Os mercados seguem a aguardar por mais notícias sobre a possibilidade da libertação das reservas de petróleo de emergência.
Ontem, os mercados accionistas norte-americanos terminaram a sessão praticamente inalterados, após um dia de ganhos significativos na Ásia e na Europa.
A confiança dos investidores regressou aos mercados depois de Donald Trump ter admitido a possibilidade de um fim “para breve” do conflito. No entanto, as autoridades norte-americanas sinalizaram que existiriam poucas probabilidades de negociações diplomáticas, o que acabou por arrefecer as recentes sugestões do presidente dos Estados Unidos, voltando a pressionar os mercados.

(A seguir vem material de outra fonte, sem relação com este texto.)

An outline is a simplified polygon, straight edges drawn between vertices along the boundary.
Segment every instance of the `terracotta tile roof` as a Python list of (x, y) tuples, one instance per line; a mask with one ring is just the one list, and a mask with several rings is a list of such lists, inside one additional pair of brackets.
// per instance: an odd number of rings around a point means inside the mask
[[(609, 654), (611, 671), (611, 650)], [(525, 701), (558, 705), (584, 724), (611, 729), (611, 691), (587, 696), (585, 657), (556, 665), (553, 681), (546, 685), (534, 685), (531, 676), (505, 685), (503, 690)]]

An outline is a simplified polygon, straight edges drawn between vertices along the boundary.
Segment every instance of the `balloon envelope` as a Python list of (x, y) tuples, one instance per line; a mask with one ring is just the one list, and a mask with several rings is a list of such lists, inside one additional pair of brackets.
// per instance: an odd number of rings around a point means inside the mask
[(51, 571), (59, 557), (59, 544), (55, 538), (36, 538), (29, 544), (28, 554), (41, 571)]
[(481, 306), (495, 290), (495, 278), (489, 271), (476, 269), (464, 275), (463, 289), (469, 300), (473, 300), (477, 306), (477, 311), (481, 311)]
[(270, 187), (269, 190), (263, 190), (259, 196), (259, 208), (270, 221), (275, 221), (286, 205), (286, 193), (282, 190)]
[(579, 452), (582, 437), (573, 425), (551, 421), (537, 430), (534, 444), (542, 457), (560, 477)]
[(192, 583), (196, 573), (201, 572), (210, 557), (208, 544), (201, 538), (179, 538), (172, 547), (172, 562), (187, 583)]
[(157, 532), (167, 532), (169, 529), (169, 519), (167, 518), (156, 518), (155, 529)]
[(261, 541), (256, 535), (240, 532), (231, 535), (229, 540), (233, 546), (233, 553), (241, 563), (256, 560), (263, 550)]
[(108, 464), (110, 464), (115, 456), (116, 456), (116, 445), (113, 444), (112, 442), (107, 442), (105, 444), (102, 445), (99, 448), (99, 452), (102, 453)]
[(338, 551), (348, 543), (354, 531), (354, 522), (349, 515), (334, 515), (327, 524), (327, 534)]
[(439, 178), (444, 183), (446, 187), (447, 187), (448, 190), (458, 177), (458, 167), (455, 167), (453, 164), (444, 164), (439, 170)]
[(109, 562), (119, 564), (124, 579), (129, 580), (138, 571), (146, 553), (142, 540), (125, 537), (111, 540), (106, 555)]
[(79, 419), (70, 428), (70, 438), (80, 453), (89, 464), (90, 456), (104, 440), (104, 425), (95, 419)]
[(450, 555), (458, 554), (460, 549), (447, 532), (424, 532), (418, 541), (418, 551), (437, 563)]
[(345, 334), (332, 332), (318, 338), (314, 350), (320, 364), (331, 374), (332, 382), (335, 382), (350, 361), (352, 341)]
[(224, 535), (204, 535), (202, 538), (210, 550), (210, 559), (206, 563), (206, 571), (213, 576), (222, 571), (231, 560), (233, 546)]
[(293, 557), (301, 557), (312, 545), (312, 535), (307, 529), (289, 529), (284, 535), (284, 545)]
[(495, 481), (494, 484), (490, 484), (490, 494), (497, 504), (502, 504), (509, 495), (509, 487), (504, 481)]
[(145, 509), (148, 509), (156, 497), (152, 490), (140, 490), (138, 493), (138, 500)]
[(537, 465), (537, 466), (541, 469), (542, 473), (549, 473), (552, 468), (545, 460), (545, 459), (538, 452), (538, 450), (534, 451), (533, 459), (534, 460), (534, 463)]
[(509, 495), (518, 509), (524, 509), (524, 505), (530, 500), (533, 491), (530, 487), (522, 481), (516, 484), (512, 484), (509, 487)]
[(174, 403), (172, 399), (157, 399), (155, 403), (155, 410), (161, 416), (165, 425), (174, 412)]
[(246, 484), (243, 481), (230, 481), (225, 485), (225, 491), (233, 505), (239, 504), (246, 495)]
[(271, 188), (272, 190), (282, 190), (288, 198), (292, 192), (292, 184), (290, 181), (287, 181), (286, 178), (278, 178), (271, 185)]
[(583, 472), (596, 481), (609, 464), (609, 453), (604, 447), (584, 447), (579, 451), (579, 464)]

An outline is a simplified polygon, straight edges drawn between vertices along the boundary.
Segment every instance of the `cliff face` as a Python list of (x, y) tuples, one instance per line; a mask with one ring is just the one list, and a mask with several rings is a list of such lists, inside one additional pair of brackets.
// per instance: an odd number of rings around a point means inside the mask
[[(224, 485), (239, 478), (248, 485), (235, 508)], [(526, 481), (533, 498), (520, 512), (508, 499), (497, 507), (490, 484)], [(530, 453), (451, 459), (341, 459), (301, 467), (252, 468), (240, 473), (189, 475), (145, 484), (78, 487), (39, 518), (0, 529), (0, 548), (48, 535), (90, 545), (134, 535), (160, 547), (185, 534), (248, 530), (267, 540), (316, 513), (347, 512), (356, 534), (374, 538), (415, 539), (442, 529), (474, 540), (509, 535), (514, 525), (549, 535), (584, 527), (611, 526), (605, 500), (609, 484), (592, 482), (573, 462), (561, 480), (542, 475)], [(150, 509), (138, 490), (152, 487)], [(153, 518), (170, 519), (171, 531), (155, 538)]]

O índice Dow Jones recuou marginalmente 0,07% e o S&P 500 0,20%, enquanto o Nasdaq ficou praticamente inalterado (+0,01%).
Esta noite, na Ásia, os mercados accionistas estabilizaram, mas com os investidores a continuarem apreensivos, entre sinais contraditórios da guerra entre os Estados Unidos e Israel contra o Irão.
No Japão, o índice Nikkei terminou o dia a ganhar 1,51% e o Topix 0,94%.
Na Austrália, o índice ASX 200 avançou 0,59% e o Kospi, da Coreia do Sul, 1,40%.
Na China, o índice CSI300 avançou 0,64% e o Shanghai Composite 0,25%, enquanto o Hang Seng, de Hong Kong, recuou 0,31%.
Na Índia, os índices Nifty 50 e Sensex seguem de momento a cair cerca de 1,25%.
Na Europa, os mercados accionistas estão a começar o dia de novo em queda, com a confiança dos investidores a continuar pressionada por preços em alta da energia.
O índice Euro Stoxx 600 segue de momento a recuar 0,69% e o Euro Stoxx 50 0,81%.
Na Alemanha, o índice DAX perde 1%, o CAC 40, de França, 0,61% e o FTSE 100, no Reino Unido 0,67%.
No mercado cambial, após um mínimo da semana registado ontem pelo índice DXY a 98,47, o dólar segue a recuperar negociando de momento em torno de 98,90.
O EUR/USD negocia de momento a 1,1615, recuando do máximo da semana atingido ontem a 1,1667.
A libra continua a negociar em torno dos recentes níveis, com o GBP/USD a negociar de momento a 1,3430 e o EUR/GBP a 0,8650.
O iene japonês continua a negociar em perdas, com o USD/JPY a cotar de momento acima de 158,30 e o EUR/JPY em torno de 183,90.
O franco suíço continua a negociar em torno dos máximos recentes, com o USD/CHF a cotar de momento a 0,7785 e o EUR/CHF a 0,9035.
O ouro continua a negociar em alta, provando que os mercados continuam a procurar activos de refúgio.
Apesar de renovados ganhos do dólar e da desaceleração nos preços do petróleo, a onça de ouro volta a negociar em torno dos 5.200 dólares.